Neither does the movie revolve completely around the disappearance of actor Baird Whitlock (George Clooney) on the eve of completing the historical epic, “Hail, Caesar: A Story of the Christ.” He’s merely a supporting character, one of several Hollywood celebrities that Head of Physical Production for Capitol Studios, Eddie Mannix (Josh Brolin) must wrangle over the course of 27 hours.
It’s really Mannix’s story, as periodic narration by Michael Gambon proves. He’s cool as a cucumber, managing spoiled actresses, filling casting vacancies and juggling gossip columnists, all while considering a life altering career change. The character could so easily have been broader, with Mannix a manic, flustered mess. Instead, his biggest worry is that he lied to his wife about quitting smoking.
Hail, Caesar succeeds best as a snapshot in time, albeit of a non-specific era. The movies in production (singing cowboy Westerns, dancing sailor Musicals, and Broadway play-based Dramas) are clearly meant to represent the 1940s. However, the Roman numerals at the bottom of a title card read “1951.” It plays more as a cumulative recollection of a range of years when the Hollywood studio system was at its peak.

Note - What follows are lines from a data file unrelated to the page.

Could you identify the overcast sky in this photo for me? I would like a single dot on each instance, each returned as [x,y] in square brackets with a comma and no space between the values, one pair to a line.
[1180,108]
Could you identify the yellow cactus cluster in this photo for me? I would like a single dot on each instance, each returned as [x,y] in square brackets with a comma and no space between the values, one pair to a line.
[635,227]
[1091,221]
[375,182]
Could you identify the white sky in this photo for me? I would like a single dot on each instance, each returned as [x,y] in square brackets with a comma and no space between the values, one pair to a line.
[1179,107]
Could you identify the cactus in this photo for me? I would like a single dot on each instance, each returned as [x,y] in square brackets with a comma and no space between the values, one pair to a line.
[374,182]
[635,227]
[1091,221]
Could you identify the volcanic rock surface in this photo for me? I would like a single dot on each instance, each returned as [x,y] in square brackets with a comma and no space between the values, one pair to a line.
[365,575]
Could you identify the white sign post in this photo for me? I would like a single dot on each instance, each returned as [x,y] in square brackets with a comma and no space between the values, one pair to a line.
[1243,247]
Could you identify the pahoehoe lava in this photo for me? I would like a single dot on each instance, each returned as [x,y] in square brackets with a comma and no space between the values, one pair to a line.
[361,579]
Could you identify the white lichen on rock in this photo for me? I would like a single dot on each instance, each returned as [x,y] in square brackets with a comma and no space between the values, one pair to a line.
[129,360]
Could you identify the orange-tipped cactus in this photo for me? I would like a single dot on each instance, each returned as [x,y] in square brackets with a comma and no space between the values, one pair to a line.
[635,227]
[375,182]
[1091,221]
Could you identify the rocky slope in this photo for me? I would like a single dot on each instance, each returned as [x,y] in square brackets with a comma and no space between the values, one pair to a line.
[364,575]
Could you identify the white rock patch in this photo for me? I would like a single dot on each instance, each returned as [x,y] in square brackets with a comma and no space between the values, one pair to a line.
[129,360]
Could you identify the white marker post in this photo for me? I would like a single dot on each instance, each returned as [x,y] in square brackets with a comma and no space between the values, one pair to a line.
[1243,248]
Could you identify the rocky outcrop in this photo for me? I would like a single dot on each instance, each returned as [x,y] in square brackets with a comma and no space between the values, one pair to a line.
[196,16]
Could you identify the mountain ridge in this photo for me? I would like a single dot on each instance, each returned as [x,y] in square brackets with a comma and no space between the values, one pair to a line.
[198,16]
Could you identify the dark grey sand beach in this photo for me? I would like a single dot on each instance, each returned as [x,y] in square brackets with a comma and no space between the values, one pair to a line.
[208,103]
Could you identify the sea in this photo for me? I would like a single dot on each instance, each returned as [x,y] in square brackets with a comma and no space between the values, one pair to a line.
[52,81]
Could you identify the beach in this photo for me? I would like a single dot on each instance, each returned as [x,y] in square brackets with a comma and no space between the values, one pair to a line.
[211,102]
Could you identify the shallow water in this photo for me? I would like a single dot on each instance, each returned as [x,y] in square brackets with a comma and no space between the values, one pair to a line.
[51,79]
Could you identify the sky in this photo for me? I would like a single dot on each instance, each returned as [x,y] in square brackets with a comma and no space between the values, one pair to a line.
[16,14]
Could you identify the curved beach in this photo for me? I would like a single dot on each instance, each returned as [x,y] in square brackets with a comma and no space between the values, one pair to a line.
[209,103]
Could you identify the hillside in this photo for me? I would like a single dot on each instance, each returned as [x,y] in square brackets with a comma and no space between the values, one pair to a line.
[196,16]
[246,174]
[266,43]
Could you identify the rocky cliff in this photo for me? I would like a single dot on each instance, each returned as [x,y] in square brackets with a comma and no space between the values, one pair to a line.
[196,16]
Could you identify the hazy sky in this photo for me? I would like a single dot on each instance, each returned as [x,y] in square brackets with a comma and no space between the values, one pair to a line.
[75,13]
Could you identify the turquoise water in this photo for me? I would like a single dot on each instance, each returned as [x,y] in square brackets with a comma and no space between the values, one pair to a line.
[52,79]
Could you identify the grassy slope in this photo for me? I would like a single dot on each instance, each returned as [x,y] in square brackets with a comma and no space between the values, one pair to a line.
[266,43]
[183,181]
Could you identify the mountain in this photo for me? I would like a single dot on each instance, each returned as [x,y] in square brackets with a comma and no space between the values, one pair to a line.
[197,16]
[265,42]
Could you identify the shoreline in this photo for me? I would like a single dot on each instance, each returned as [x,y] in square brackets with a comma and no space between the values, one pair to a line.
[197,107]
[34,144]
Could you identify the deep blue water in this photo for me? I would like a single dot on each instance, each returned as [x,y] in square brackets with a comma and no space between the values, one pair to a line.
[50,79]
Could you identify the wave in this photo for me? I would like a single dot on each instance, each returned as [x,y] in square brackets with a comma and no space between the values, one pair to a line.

This allows it to introduce several heavy issues that were sweeping the country during those years, and that you’d never expect to be in this movie. It begins with a debate over the nature of God among four diverse religious leaders. (Mannix wants to make sure his movie won’t offend people of any faith.) It also includes development of the H-bomb as a sign that the country is moving forward technologically. (The Lockheed representative couldn’t be prouder to be part of it.)
Most prominent, though, is the threat of communism. In a way, it’s the true villain of the movie, introducing itself slowly, then becoming insidious to the story. By the time a Russian submarine rises from the ocean off the California coast, Hail, Caesar! reminds you of Steven Spielberg’s 1941; that is, the distant cousin of 1941 with a more refined sense of humor.
While I’m not sure I cared for the entire movie, I adored the movies within the movie, all of which are named in the credits and have their own casts. My favorite is the mermaid water ballet starring DeeAnna Moran (Scarlett Johansson). Johansson is brilliant in a glorified cameo; watch her subtle facial reactions in close-ups that we probably never saw from Esther Williams.
The heart of the movie lies within Hobie Doyle (Alden Ehrenreich), the aforementioned singing cowboy who’s being shoehorned into a leading role in the Broadway play-based Drama, one where he actually has to talk when other characters listen. The best scene in the movie is when director Laurence Lorenz (Ralph Fiennes) coaches him to speak elegantly, a losing battle considering his Southern twang.
Doyle’s character is more than a cameo and is the one that weaves in and out of all the subplots. It’s a star making turn for Ehrenreich, a talented young actor of whom I hope to see more. However, each and every actor who appears in Hail, Caesar! is a delight. Sometimes unrecognizable (Frances McDormand) and often in only one scene (Jonah Hill), the cast is the movie’s primary strength.
Thinking about Hail, Caesar! in retrospect, it should overall have been a more fulfilling experience. Instead of yawning as often as I did, I should have been laughing. More often than not, though, there were at least smiles behind my yawns. This will definitely not be everyone’s type of movie, but not all Coen Brothers movies are. For me, it’s a slight addition to their body of work.